Nigeria: Rising Concerns Over Impact of Inflation On SMEs, Households

By Babajide Komolafe

Economic analysts and members of the organised private sector have expressed anxiety over the severe impact of the continued rise in prices of goods and services on the survival of many businesses and ability of individuals to meet their basic needs, and the potential threat to the economy.

Inflation is the rise in the general level of prices, often expressed as a percentage, and it means that a unit of currency effectively buys less than it did in prior periods. Rapid growth in inflation also means that standard of living of the populace will continue to decline especially where wages remain constant and the prices of goods and service keep rising.

According to the National Bureau of Statistics (NBS), Nigeria's annual inflation rate rose to 18.17 per cent in April, the highest in 50 months. This increase is driven by continued rise in price of food items, reflected in the similarly, food price inflation which rose by 116 basis points to 22.95 per cent in April.

The rising trend of food prices is reflected in a report by analysts at Financial Derivatives Company, which shows that the price of Garri, a major staple for Nigerians, rose further to N15,700 per 50kg in April from N13,300 in March. Similarly the price of 50kg of tomatoes rose from N7, 000 in March to N12,000 in April.

Noting that this trend will persist, analysts at United Capital Plc, said, "Our outlook for inflation remains grim. Our stance is informed by unabating pressures on food prices resulting from several supply-side constraints."

Highlighting why the increase in food prices will persist, they said: "Clearly, food insecurity problems in the country have not subsided, and this continues to be exacerbated by forex scarcity and high costs of importation. Also, we note that as we enter the planting season, supply shortages are expected to garner pace, which could consequently place further pressure on prices.

"Furthermore, an increase in energy prices is likely in the second half of 2021 (H2-2021). Surely, a rise in petrol prices will contribute to the index's inflationary pressures, as it will feed into the transportation and logistical costs on the food index."

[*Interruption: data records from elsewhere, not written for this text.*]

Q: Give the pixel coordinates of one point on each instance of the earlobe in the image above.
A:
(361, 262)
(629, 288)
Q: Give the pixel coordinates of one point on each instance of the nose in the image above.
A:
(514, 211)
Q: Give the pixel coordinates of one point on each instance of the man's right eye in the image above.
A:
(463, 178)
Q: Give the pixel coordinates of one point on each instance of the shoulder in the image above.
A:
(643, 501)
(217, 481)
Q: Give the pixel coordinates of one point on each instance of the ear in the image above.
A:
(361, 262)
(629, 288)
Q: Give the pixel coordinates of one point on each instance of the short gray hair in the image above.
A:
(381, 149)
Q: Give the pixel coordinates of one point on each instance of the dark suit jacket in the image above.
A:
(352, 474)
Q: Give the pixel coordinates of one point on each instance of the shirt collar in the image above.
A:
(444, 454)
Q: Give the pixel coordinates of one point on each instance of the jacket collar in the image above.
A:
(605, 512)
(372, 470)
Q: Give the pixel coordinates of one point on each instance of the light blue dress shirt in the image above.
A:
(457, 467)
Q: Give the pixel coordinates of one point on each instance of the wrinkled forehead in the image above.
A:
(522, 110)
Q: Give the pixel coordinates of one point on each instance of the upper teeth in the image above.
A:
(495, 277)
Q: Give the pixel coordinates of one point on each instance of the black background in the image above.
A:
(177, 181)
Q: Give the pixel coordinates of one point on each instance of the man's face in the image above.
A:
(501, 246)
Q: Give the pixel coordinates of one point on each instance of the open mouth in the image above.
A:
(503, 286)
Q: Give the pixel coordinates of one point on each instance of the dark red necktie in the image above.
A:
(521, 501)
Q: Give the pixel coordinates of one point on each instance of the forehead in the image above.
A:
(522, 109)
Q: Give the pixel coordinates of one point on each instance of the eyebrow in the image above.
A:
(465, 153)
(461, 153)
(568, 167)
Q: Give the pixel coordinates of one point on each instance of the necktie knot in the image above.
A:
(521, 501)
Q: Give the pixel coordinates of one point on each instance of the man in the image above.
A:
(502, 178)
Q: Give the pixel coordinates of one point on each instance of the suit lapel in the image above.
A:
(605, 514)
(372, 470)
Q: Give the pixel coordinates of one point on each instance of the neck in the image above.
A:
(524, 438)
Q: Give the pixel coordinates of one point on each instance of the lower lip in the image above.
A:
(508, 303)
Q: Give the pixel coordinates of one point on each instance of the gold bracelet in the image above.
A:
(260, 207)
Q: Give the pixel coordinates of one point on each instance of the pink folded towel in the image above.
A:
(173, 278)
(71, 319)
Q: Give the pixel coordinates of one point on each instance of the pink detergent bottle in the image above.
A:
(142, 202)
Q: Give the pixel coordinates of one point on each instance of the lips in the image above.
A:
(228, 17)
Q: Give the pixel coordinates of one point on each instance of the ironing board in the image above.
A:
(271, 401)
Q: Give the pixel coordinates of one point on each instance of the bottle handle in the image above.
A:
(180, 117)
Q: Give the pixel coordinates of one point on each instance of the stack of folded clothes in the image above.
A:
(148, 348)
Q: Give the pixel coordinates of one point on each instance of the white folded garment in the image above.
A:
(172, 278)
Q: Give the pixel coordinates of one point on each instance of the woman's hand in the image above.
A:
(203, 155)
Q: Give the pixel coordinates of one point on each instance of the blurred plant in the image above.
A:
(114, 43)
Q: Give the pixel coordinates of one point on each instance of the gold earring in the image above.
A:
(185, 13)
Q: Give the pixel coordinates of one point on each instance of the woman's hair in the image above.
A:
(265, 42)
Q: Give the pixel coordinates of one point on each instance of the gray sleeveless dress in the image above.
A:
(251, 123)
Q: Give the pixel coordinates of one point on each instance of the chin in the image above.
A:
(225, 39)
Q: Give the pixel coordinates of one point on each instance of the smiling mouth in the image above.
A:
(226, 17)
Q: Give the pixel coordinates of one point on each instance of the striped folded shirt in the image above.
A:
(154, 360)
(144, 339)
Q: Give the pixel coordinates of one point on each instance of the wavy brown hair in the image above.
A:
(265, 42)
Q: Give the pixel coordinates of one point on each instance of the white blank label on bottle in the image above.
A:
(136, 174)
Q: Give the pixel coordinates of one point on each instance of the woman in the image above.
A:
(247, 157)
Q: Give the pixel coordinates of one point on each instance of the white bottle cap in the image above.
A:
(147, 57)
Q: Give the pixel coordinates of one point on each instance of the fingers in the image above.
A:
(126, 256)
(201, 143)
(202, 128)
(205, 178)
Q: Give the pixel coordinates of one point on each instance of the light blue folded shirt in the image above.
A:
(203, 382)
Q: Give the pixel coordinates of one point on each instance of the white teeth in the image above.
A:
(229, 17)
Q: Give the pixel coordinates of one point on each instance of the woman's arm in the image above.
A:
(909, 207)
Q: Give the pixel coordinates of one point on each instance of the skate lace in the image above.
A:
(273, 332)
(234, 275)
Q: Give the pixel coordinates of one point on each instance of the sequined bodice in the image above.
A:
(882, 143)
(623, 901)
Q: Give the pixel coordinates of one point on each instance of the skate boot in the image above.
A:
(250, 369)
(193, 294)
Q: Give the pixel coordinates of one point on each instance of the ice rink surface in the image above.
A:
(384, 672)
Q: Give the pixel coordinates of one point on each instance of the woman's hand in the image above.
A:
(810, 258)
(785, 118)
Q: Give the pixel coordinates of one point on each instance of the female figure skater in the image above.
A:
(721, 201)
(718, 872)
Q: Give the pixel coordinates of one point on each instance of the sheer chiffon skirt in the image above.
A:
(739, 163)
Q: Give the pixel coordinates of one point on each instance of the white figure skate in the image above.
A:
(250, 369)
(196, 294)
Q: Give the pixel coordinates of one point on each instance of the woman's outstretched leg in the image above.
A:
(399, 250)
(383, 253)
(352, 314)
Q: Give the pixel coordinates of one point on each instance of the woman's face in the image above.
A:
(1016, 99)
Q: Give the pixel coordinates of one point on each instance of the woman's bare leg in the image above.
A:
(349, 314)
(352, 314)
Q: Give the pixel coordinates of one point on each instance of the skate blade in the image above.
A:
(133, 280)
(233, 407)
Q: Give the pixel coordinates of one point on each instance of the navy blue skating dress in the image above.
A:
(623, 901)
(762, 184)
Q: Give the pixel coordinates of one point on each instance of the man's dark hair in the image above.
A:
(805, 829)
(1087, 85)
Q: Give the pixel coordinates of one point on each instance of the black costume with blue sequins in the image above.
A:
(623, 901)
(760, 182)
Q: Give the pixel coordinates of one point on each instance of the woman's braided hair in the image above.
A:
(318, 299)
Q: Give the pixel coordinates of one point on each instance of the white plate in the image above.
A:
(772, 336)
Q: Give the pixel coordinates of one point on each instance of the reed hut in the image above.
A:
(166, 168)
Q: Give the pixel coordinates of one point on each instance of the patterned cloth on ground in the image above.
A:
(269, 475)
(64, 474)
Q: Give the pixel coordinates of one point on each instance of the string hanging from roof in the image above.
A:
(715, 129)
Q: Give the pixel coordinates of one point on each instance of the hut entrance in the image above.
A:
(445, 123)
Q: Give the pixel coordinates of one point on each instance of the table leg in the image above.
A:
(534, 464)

The continued upward trend in prices is troubling, said Muda Yusuf, Director General, Lagos Chamber of Commerce and Industry, mounting inflationary pressure is a troubling phenomenon. "More worrisome is the food inflation has accelerated to 23 per cent, he said. Expressing concerns over the impact of this trend on individuals and businesses, Yusuf said: "Rising inflationary pressures weakens purchasing power of citizens as real incomes collapse, it accentuates pressure on production costs, it negatively impacts profitability, and undermines investors' confidence.

"It is not in all cases that high production and operating costs can be passed on to the consumers.

"The implication is that producers are also taking a hit. This is more severe where a product or service is faced with a high demand elasticity. These are products that consumers can readily do without."

At a media briefing two weeks ago, the Group Executive Director of Dangote Industries Limited, ," Edwin Devakumar said the Dangote Cement Plc has not increased the price of cement in the past 16 months despite the continuous rise in the cost of production and surging demand for cement.

Though most of the distributors and marketers of cement products are taking advantage of the increase in demand, which created artificial scarcity in the market, to hike retail price, Devakumar said Dangote Cement has consistently maintained the same ex-factory price for its products.

In the other sectors of the economy such as medicare, fast moving consumables, many manufacturers have been constrained to hike price commensurate with the prevailing inflation rate.

Their reason being that many of them fear that passing the excessive cost of production to their customers may lead to apathy and consumer resistance to their products.

What some manufacturers of consumables have resorted to is to reduce some of their product sizes to ensure that in spite of their inability to raise prices, they could stay afloat in the face of galloping inflation.

Many manufacturing firms are also slashing production due to their inability to procure dollars for raw materials.

Also, they are being pummel by the rising cost of energy, transportation and the rising cost of machinery as a result of the devaluation of the local currency.